姉《あね》も、弟《おとうと》も

 姉《あね》も、弟《おとうと》も、床《とこ》の中《なか》で目《め》をさましていたのです。「もうじき、夜《よ》が明《あ》けますね。」と、弟《おとうと》は、姉《あね》の方《ほう》を向《む》いていいました。 また、今日《きょう》も電車《でんしゃ》の停留場《ていりゅうじょう》へいって、新聞《しんぶん》を売《う》らねばならないのです。弟《おとうと》は昨夜《ゆうべ》、犬《いぬ》に追《お》いかけられた夢《ゆめ》を思《おも》い出《だ》していました。「いま、じきに、製紙工場《せいしこうじょう》か、紡績工場《ぼうせきこうじょう》かの汽笛《きてき》が鳴《な》ると、五|時《じ》なんだから、それが鳴《な》ったら、お起《お》きなさいよ。姉《ねえ》さんは、もう起《お》きてご飯《はん》の支度《したく》をするから。」と、姉《あね》はいいました。 このとき、すでに母親《ははおや》は起《お》きていました。そして、姉《ねえ》さんのほうが起《お》きて、お勝手《かって》もとへくると、「今日《きょう》は、たいへんに寒《さむ》いから、もっと床《とこ》の中《なか》にもぐっておいで。いまお母《かあ》さんが、ご飯《はん》の支度《したく》して、できたら呼《よ》ぶから、それまで休《やす》んでおいでなさい。まだ、工場《こうじょう》の汽笛《きてき》が鳴《な》らないのですよ。」と、お母《かあ》さんはいわれました。

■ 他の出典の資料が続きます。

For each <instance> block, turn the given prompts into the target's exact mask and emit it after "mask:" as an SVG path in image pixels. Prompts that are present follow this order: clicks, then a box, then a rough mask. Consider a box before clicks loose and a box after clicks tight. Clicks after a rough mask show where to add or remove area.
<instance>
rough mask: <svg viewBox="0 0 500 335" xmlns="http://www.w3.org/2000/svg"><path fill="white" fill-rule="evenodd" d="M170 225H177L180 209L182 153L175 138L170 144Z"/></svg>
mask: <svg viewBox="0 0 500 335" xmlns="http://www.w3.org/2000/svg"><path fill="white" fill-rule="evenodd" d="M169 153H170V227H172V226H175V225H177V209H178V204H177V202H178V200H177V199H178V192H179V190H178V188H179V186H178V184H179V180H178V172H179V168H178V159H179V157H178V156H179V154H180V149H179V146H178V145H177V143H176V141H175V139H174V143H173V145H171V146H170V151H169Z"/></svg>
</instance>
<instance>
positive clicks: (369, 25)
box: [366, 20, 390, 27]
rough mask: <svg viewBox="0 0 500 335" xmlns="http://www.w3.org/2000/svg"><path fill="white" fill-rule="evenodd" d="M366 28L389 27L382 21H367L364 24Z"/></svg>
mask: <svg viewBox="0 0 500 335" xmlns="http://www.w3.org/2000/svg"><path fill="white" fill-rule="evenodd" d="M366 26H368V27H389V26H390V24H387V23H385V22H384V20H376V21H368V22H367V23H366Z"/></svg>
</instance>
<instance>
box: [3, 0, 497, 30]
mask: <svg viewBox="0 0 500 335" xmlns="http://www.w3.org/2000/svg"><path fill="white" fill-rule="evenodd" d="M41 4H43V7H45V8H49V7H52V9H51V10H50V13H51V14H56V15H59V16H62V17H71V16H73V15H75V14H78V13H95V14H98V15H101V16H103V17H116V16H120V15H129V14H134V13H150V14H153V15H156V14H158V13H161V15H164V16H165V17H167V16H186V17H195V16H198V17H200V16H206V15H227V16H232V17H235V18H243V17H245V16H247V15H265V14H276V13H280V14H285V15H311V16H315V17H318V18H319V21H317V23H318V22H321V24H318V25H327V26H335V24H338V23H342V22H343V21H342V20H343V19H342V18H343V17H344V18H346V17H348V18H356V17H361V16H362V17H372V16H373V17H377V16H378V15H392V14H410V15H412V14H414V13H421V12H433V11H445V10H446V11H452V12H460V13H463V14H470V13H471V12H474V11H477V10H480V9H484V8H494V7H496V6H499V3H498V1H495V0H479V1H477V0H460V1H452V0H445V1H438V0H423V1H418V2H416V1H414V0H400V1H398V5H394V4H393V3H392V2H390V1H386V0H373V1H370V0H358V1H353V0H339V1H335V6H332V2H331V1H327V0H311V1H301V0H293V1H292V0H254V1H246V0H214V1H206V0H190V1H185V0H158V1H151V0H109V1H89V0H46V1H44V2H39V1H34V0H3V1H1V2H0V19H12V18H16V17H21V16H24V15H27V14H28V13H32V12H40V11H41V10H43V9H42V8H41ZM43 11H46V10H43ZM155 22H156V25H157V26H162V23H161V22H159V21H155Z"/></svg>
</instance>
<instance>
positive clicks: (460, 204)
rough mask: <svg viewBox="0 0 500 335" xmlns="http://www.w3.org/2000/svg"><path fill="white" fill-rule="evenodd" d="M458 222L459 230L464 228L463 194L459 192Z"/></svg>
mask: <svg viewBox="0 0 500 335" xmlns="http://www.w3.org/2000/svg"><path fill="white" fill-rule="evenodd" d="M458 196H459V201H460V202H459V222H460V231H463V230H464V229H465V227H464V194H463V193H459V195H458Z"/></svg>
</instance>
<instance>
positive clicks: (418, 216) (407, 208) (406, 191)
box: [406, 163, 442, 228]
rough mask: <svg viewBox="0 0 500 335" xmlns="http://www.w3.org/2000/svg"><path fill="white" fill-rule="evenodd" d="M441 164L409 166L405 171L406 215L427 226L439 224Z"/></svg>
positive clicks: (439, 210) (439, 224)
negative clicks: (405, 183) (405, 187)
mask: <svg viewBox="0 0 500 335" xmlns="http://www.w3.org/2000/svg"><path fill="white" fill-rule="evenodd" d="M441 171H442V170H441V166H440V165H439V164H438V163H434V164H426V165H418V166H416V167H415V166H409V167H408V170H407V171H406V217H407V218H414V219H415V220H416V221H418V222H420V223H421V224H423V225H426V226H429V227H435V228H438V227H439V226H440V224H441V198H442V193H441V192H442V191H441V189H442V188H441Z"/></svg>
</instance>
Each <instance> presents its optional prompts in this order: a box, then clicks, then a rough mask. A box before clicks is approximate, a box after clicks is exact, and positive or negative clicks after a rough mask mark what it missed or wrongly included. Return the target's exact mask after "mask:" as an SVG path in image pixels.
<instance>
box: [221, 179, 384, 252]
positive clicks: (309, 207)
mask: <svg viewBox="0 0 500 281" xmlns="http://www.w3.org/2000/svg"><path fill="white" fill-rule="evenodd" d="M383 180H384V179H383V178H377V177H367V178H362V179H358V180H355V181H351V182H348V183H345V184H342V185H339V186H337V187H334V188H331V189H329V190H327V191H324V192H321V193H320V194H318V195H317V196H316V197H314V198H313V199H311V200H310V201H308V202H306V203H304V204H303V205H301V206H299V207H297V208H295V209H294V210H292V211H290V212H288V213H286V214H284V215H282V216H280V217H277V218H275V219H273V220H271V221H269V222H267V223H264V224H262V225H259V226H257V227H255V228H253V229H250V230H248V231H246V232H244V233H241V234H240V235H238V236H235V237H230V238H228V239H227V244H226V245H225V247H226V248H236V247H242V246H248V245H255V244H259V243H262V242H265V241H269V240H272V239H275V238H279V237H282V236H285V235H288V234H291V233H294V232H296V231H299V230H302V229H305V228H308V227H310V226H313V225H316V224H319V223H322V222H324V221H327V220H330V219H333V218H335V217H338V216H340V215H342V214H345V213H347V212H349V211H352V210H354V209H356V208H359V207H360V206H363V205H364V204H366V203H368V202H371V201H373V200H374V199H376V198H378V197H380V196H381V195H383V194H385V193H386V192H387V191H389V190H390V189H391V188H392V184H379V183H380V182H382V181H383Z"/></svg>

「お母《かあ》さん、赤《あか》ちゃんは、よく眠《ねむ》っていますのね。」と、姉《あね》はいいました。「寒《さむ》いから、泣《な》くんですよ。いまやっと眠入《ねい》ったのです。」と、お母《かあ》さんは、答《こた》えました。 姉《ねえ》さんのほうは、もう床《とこ》にはいりませんでした。そして、お母《かあ》さんのすることをてつだいました。 地《ち》の上《うえ》は、真《ま》っ白《しろ》に霜《しも》にとざされていました。けれど、もうそこここに、人《ひと》の動《うご》く気《き》がしたり、物音《ものおと》がしはじめました。星《ほし》の光《ひかり》は、だんだんと減《へ》ってゆきました。そして、太陽《たいよう》が顔《かお》を出《だ》すには、まだすこし早《はや》かったのです。